Now we can update our Material Blueprint.

So that brings us down to 3 textures instead of the 6:

Diffuse – RGB, 42.67Mb GPU, 101.92Mb disk
Normal – RGB, 85.33Mb GPU, 137.6Mb disk
SRD – RGB, 42.67Mb GPU, 57.29Mb disk
Total – 170.67Mb GPU, 296.81Mb disk

or as a percentage, that’s 57% of the GPU memory and 66.7% of the disk footprint.

Step 6.

For a game, 170Mb of GPU memory is way too much for one mesh, and 8K is way over the top so now we can increase the LOD bias to make our textures use a smaller LOD.

  1. Select the Albedo, Normal and newly create combined channel map (SRD)

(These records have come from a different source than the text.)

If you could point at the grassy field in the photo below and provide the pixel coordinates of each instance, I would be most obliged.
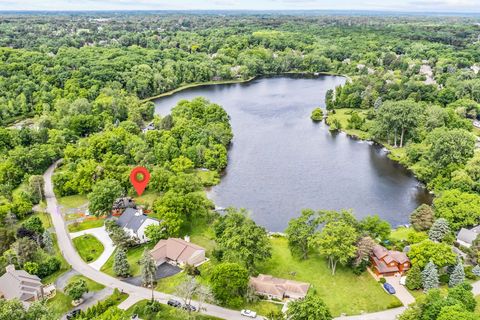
(344, 292)
(64, 267)
(133, 256)
(72, 202)
(87, 224)
(166, 312)
(88, 247)
(59, 305)
(91, 285)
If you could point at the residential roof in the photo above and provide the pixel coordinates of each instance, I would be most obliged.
(381, 253)
(467, 236)
(132, 219)
(20, 284)
(279, 287)
(176, 249)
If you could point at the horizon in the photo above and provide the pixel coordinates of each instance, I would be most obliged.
(390, 6)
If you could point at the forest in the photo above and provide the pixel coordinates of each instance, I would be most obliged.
(78, 87)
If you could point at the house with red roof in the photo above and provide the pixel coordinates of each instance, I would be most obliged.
(388, 262)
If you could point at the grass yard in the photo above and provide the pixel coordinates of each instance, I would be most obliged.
(147, 198)
(64, 267)
(72, 202)
(166, 312)
(133, 256)
(344, 292)
(59, 305)
(91, 285)
(88, 247)
(87, 224)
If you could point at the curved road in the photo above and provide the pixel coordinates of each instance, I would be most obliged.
(135, 293)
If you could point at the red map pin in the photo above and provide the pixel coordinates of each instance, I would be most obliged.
(139, 177)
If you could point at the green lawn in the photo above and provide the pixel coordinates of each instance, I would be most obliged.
(88, 247)
(344, 292)
(166, 312)
(91, 285)
(133, 256)
(64, 267)
(59, 305)
(87, 224)
(72, 202)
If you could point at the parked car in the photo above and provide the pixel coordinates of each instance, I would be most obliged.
(73, 314)
(189, 307)
(248, 313)
(389, 288)
(174, 303)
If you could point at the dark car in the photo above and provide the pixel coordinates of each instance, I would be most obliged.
(189, 307)
(389, 288)
(73, 314)
(174, 303)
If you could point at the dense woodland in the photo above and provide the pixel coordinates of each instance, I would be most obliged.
(75, 87)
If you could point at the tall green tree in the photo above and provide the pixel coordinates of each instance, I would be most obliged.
(336, 242)
(300, 232)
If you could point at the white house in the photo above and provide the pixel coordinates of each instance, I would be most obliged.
(134, 222)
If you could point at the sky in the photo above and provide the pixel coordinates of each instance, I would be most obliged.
(470, 6)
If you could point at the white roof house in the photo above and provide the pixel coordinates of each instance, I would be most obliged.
(465, 237)
(19, 284)
(134, 222)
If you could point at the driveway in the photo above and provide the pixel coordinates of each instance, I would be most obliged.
(102, 235)
(135, 293)
(401, 291)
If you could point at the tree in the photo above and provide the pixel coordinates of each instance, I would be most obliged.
(398, 118)
(364, 249)
(229, 282)
(414, 278)
(310, 308)
(300, 233)
(439, 230)
(440, 254)
(457, 276)
(375, 227)
(460, 209)
(241, 240)
(430, 277)
(48, 242)
(149, 270)
(462, 292)
(76, 289)
(121, 267)
(422, 218)
(337, 241)
(103, 195)
(317, 114)
(155, 233)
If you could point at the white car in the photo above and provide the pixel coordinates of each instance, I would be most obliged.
(248, 313)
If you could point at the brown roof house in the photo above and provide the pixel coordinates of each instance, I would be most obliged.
(178, 252)
(19, 284)
(388, 262)
(277, 288)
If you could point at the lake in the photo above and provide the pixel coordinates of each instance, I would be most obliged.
(281, 162)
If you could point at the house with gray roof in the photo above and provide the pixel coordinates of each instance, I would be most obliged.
(134, 222)
(465, 237)
(19, 284)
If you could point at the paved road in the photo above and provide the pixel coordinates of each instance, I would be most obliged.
(135, 293)
(108, 246)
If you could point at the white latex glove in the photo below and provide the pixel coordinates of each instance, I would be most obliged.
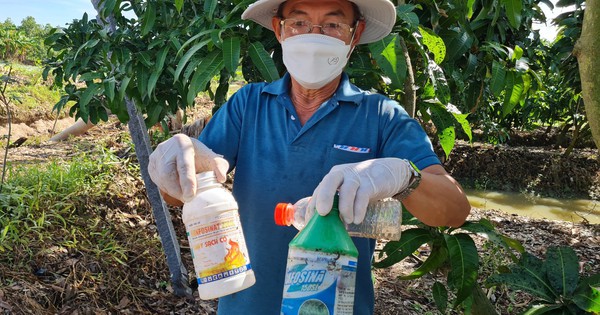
(358, 184)
(175, 162)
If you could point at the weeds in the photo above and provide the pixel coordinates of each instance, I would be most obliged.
(79, 231)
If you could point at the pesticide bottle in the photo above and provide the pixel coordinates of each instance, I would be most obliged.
(383, 219)
(321, 268)
(214, 230)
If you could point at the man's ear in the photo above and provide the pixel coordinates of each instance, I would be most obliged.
(360, 28)
(276, 23)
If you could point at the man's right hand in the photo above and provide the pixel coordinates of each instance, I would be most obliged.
(175, 162)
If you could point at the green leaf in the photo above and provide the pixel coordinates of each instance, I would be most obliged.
(102, 114)
(438, 256)
(158, 69)
(231, 53)
(396, 251)
(497, 81)
(148, 19)
(513, 12)
(513, 91)
(178, 5)
(464, 123)
(209, 8)
(90, 76)
(88, 94)
(109, 89)
(404, 12)
(208, 68)
(444, 123)
(184, 60)
(123, 87)
(145, 59)
(517, 53)
(89, 44)
(587, 298)
(437, 77)
(464, 261)
(154, 114)
(541, 309)
(434, 43)
(440, 296)
(485, 228)
(263, 62)
(457, 43)
(529, 276)
(389, 55)
(562, 266)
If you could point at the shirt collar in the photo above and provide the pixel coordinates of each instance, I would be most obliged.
(346, 91)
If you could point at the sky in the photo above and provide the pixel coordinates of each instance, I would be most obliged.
(61, 12)
(53, 12)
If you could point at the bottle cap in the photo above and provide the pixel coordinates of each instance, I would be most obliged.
(284, 214)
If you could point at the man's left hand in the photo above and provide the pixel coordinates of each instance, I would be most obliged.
(358, 184)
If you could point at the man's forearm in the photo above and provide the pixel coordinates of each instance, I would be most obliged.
(438, 200)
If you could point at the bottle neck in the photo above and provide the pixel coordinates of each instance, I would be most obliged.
(206, 180)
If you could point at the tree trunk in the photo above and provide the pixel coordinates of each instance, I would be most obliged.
(409, 99)
(588, 58)
(162, 217)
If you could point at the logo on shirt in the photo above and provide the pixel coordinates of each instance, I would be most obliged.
(350, 148)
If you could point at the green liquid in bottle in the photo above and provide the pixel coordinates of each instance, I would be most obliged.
(321, 268)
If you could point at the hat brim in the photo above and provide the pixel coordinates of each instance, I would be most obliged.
(379, 15)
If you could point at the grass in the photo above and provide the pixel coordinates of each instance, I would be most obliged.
(80, 228)
(26, 89)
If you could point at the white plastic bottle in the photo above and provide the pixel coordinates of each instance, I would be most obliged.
(383, 219)
(213, 227)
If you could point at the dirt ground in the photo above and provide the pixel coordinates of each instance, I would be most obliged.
(534, 169)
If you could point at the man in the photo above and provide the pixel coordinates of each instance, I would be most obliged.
(312, 133)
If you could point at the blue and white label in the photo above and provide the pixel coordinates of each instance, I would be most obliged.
(318, 283)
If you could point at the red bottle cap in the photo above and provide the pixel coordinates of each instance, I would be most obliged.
(284, 214)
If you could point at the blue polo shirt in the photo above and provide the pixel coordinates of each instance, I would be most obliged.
(278, 160)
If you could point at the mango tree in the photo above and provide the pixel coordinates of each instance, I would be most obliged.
(588, 57)
(170, 50)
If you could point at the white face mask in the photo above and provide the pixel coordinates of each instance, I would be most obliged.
(314, 59)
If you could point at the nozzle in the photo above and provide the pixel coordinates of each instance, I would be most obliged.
(284, 214)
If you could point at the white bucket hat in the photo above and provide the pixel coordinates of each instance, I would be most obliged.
(379, 15)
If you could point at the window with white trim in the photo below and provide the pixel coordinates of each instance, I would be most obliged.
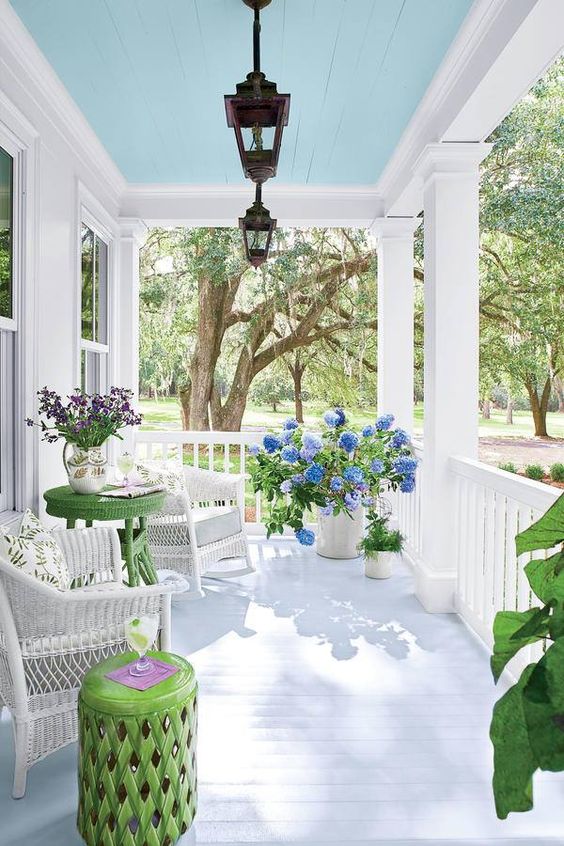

  2. Right Click, go to the “Change LOD Bias” option in the rdTexTools section of the Context Menu and select “1” from the sub-menu.

  3. With them still selected, right click again and select “Get Stats” – Note that now the three textures are at 4K and taking 42.67Mb of GPU memory – a good start!

  4. Now change their LOD Bias to 2 – do a “Get Stats” and that’s now dropped to 10.67Mb – and are at 2K – almost there!

  5. Now deselect the Diffuse, and with the Normal and SRD maps selected – right click and select “+1” for the LOD Bias – those two maps will now be 1K and 1/4 the size while the Diffuse remains at 2K. Doing a “Get Stats” on the three textures now returns 4.67Mb – perfect!

This isn’t bad considering how much smaller it is, but it can be better. By changing the Mip-Map Settings in the Texture Editor for the textures can change how sharp or smooth the interpolation is.

Changing the Mip-Map Settings for the Normal to “Sharpen10” and changing the Diffuse to “Sharpen5” produces the results below.

If you still find that you’re not getting enough shading in your textures, you can also multiply the Cavity Map onto the Diffuse Map – that is explained in the MS Landscape Tutorial on page 7.